Beneficial pleiotropic actions of melatonin in an experimental model of septic shock in mice: regulation of pro-/anti-inflammatory cytokine network, protection against oxidative damage and anti-apoptotic effects

• Published in: Journal of pineal research Vol. 39; no. 4; pp. 400 - 408
• Main Authors: Carrillo-Vico, Antonio, Lardone, Patricia J., Naji, Latifa, Fernández-Santos, José M., Martín-Lacave, Inés, Guerrero, Juan M., Calvo, Juan R.
• Format: Journal Article
• Language: English
• Published: Oxford, UK Munksgaard International Publishers 01.11.2005; Blackwell
• Subjects: Animals; Anti-Inflammatory Agents - pharmacology; apoptosis; Apoptosis - drug effects; Biological and medical sciences; Brain - drug effects; Brain - metabolism; Cytokines - biosynthesis; Disease Models, Animal; Female; Fundamental and applied biological sciences.

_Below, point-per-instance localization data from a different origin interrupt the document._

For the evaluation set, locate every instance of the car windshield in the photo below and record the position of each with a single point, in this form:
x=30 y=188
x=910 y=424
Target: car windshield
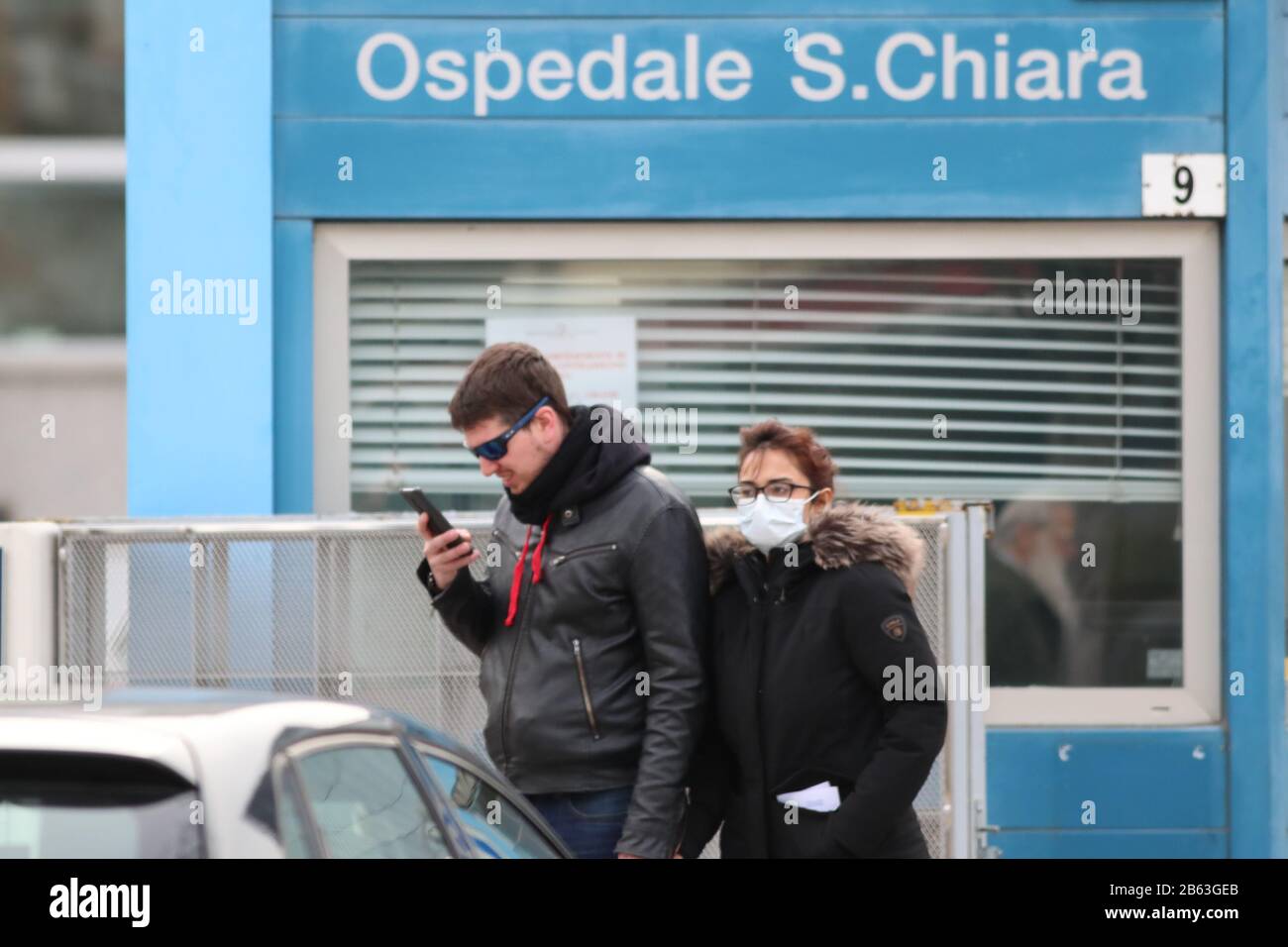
x=69 y=805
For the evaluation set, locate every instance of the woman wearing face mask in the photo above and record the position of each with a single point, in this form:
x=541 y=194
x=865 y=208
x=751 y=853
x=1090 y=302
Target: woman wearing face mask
x=803 y=754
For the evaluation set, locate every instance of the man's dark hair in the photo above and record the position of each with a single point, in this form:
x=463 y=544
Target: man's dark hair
x=505 y=381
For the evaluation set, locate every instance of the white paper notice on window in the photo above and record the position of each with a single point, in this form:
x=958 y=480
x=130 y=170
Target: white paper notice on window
x=593 y=355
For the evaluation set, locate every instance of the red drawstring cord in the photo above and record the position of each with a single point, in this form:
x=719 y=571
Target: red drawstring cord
x=516 y=581
x=518 y=570
x=536 y=557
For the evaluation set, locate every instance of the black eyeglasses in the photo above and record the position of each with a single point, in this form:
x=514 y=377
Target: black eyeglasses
x=774 y=491
x=497 y=446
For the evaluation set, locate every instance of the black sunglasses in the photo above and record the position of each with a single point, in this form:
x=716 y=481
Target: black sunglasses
x=497 y=446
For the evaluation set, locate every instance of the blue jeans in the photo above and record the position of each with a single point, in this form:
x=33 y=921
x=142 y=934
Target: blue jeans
x=590 y=823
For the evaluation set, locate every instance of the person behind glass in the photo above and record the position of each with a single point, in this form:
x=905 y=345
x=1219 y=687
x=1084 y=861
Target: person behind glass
x=803 y=754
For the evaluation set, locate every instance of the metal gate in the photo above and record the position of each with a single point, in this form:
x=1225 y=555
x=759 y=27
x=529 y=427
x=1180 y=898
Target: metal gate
x=329 y=607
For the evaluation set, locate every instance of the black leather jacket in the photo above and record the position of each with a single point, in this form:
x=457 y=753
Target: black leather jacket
x=597 y=684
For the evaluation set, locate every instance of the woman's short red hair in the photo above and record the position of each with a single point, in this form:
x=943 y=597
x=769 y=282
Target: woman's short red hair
x=799 y=444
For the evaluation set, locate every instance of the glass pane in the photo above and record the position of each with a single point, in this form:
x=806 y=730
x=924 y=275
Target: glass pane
x=62 y=67
x=62 y=261
x=366 y=805
x=923 y=377
x=492 y=822
x=72 y=806
x=290 y=826
x=1085 y=594
x=1051 y=386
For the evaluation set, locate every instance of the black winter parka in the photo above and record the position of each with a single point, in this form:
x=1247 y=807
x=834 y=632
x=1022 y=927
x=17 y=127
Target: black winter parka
x=807 y=652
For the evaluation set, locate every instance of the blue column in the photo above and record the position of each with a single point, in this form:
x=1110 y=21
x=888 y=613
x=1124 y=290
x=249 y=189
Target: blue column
x=1252 y=467
x=292 y=367
x=198 y=257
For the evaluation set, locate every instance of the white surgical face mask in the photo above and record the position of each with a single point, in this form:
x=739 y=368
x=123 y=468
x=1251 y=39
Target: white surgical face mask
x=771 y=525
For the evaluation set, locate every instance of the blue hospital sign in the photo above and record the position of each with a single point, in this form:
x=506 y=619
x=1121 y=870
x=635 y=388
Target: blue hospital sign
x=906 y=67
x=726 y=68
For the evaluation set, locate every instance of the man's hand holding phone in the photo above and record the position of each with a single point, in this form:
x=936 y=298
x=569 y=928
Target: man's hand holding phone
x=443 y=562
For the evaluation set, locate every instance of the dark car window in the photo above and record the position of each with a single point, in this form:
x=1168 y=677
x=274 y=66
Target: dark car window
x=366 y=804
x=291 y=827
x=496 y=825
x=94 y=805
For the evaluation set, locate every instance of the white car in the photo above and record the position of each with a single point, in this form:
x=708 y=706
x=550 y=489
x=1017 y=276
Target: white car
x=206 y=774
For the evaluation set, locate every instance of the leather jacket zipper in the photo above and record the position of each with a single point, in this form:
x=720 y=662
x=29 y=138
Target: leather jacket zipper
x=585 y=686
x=585 y=551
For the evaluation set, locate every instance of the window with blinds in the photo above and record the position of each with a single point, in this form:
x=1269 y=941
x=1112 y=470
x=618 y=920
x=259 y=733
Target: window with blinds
x=922 y=377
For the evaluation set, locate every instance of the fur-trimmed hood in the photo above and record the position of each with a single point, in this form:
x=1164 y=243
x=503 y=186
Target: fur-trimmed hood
x=842 y=535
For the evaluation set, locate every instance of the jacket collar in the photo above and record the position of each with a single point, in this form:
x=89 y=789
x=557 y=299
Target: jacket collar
x=841 y=536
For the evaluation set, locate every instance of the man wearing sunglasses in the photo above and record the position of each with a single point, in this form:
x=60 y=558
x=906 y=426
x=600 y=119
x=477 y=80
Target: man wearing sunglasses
x=589 y=630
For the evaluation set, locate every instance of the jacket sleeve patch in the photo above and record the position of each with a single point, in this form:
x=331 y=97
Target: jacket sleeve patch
x=894 y=628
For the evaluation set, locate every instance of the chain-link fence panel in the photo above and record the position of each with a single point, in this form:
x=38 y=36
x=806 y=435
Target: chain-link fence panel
x=325 y=608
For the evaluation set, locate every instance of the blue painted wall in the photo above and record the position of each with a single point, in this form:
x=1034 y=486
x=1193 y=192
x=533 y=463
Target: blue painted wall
x=241 y=195
x=1252 y=464
x=198 y=206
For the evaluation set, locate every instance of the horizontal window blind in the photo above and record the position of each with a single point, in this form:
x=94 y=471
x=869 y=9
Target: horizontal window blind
x=922 y=377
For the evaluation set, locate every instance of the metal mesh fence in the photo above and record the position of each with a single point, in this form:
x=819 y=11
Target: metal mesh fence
x=316 y=607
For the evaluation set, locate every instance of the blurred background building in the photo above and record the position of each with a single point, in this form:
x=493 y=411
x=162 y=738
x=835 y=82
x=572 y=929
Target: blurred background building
x=62 y=258
x=395 y=209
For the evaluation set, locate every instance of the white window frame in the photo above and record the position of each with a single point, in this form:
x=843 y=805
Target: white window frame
x=1194 y=243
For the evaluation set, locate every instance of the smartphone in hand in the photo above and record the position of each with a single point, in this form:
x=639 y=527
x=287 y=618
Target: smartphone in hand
x=438 y=523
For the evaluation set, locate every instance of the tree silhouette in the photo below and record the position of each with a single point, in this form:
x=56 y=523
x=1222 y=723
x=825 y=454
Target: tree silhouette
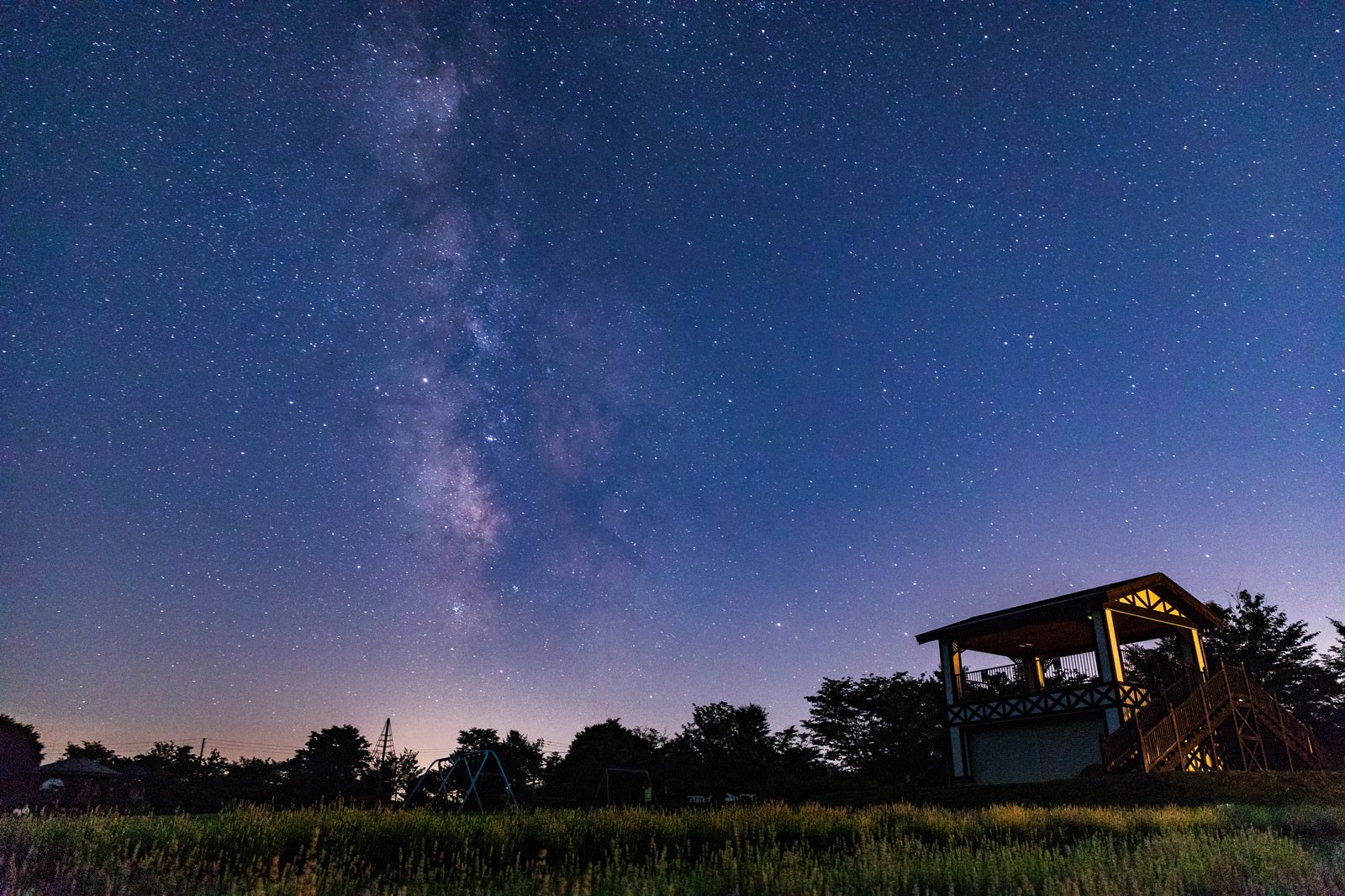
x=881 y=725
x=609 y=744
x=96 y=751
x=334 y=764
x=1277 y=653
x=730 y=748
x=20 y=754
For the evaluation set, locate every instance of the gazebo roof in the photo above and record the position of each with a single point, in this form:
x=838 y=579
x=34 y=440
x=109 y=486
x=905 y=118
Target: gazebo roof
x=1062 y=626
x=77 y=767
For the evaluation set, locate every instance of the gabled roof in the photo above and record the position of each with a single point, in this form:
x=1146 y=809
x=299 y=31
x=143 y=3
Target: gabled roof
x=1060 y=626
x=80 y=766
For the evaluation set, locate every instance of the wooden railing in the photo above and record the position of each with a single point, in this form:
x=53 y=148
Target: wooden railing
x=1161 y=741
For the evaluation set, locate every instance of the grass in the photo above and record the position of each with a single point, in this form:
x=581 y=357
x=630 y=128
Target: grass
x=773 y=849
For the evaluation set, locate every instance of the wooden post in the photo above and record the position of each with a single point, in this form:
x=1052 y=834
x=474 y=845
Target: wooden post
x=950 y=656
x=1109 y=660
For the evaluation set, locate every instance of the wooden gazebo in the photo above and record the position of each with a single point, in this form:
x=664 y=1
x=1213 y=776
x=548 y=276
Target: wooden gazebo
x=1063 y=703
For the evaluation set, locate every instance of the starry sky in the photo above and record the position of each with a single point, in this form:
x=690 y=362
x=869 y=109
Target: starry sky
x=528 y=365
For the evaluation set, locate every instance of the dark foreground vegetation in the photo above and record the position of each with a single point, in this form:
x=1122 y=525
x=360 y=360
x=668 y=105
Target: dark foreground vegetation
x=896 y=848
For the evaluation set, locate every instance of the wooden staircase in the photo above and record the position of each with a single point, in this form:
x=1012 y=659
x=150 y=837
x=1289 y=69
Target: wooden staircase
x=1224 y=721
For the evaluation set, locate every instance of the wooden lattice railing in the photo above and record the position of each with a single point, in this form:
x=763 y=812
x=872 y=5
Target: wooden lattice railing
x=1158 y=741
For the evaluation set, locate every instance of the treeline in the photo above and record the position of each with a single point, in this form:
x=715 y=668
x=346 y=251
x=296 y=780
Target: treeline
x=876 y=730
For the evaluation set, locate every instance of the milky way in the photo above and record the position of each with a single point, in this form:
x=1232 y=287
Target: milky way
x=528 y=367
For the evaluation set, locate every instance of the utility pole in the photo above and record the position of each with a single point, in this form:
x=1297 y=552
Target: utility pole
x=385 y=741
x=385 y=750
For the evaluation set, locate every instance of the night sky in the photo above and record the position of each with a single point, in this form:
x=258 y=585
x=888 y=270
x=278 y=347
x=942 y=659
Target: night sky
x=528 y=365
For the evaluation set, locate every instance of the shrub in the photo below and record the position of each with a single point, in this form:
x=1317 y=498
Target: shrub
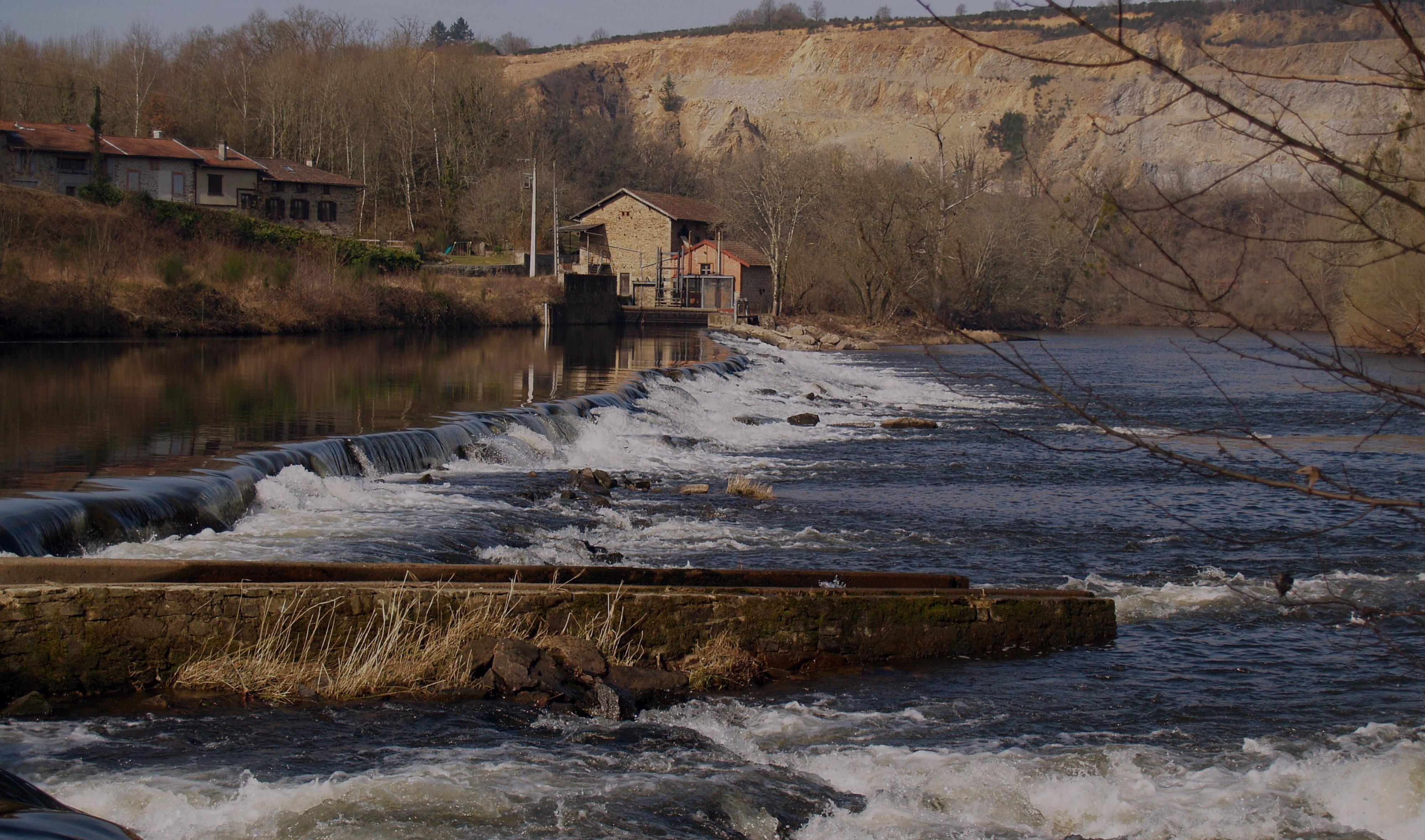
x=172 y=270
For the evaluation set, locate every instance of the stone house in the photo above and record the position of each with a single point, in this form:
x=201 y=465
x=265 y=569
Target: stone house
x=227 y=178
x=639 y=235
x=746 y=274
x=306 y=197
x=58 y=159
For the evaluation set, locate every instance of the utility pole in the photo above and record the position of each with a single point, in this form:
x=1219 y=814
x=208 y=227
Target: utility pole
x=554 y=188
x=534 y=176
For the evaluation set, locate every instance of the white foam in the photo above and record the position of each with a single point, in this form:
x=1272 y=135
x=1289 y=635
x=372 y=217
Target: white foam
x=1122 y=789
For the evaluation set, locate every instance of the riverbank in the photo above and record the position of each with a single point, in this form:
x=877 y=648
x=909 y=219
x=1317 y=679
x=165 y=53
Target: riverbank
x=76 y=270
x=602 y=640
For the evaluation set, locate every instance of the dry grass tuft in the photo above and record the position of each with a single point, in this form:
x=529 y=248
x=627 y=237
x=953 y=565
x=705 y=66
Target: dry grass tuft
x=405 y=647
x=722 y=664
x=745 y=486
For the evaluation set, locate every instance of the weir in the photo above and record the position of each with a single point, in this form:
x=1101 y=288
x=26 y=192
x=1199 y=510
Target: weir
x=122 y=510
x=132 y=624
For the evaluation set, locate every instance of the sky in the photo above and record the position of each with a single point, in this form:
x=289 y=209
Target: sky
x=544 y=22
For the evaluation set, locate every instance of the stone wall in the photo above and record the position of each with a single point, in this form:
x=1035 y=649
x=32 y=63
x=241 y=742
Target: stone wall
x=128 y=637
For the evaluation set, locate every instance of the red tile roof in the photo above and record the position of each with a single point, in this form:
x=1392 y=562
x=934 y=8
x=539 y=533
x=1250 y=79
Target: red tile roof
x=749 y=255
x=61 y=137
x=236 y=160
x=49 y=137
x=294 y=173
x=675 y=207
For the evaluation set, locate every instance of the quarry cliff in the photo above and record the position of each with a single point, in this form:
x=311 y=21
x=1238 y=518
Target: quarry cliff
x=876 y=90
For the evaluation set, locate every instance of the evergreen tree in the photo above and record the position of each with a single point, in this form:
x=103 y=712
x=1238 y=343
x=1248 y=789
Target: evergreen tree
x=438 y=36
x=461 y=32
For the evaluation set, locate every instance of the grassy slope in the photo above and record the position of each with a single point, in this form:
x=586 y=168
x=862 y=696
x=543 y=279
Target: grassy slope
x=71 y=268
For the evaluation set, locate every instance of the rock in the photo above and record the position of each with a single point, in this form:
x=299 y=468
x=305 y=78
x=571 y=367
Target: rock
x=611 y=702
x=481 y=651
x=31 y=705
x=910 y=423
x=649 y=685
x=512 y=663
x=578 y=654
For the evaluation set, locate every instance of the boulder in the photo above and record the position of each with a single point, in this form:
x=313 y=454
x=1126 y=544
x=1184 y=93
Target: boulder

Psychology; Interferon-gamma - biosynthesis; Interleukins - biosynthesis; Lipid Peroxidation - drug effects; Liver - drug effects; Liver - metabolism; LPS; melatonin; Melatonin - pharmacology; Mice; nitric oxide; Nitric Oxide - analysis; oxidative damage; pro-/anti-inflammatory cytokines; septic-shock; Shock, Septic - physiopathology; Shock, Septic - prevention & control; Tumor Necrosis Factor-alpha - biosynthesis; Vertebrates: endocrinology; Shock; Melatonin; Rodentia; Antiinflammatory agent; oxidative damage; LPS; pro-/anti- inflammatory cytokines; Vertebrata; Mammalia; Mouse; Cell death; Animal; Nitric oxide; Anticytokine; Lipopolysaccharide; Models; septic-shock; Protection; Pineal hormone; Apoptosis
• ISSN: 0742-3098; 1600-079X
• DOI: 10.1111/j.1600-079X.2005.00265.x

:  Septic shock, the most severe problem of sepsis, is a lethal condition caused by the interaction of a pathogen‐induced long chain of sequential intracellular events in immune cells, epithelium, endothelium, and the neuroendocrine system. The lethal effects of septic shock are associated with the production and release of numerous pro‐inflammatory biochemical mediators including cytokines, nitric oxide and toxic oxygen and nitrogen radicals, together with development of massive apoptosis. As melatonin has remarkable properties as a cytokine modulator, antioxidant and anti‐apoptotic agent, the present study was designed to evaluate the possible protective effect of melatonin against LPS‐induced septic shock in Swiss mice. We observed that intraperitoneally (i.p.) administered‐melatonin (10 mg/kg) 30 min prior, and 1 hr after i.p. LPS injection (0.75 mg/animal) markedly protected mice from the LPS lethal effects with 90% survival rates for melatonin and 20% for LPS‐injected mice after 72 hr. The melatonin effect was mediated by modulating the release of pro‐/anti‐inflammatory cytokine levels, protection from oxidative damage and counteracting apoptotic cell death. Melatonin was able to partially counteract the increase in LPS‐induced pro‐inflammatory cytokine levels such as tumor necrosis factor‐α, IL‐12 and interferon‐γ at the local site of injection, while it increased the production of the anti‐inflammatory cytokine IL‐10 both locally and systemically. Furthermore, melatonin inhibited the LPS‐induced nitrite/nitrate and lipid peroxidation levels in brain and liver and counteracted the sepsis‐associated apoptotic process in spleen. In conclusion, we have demonstrated that melatonin improves the survival of mice with septic shock via its pleiotropic functions as an immunomodulator, antioxidant and anti‐apoptotic mediator.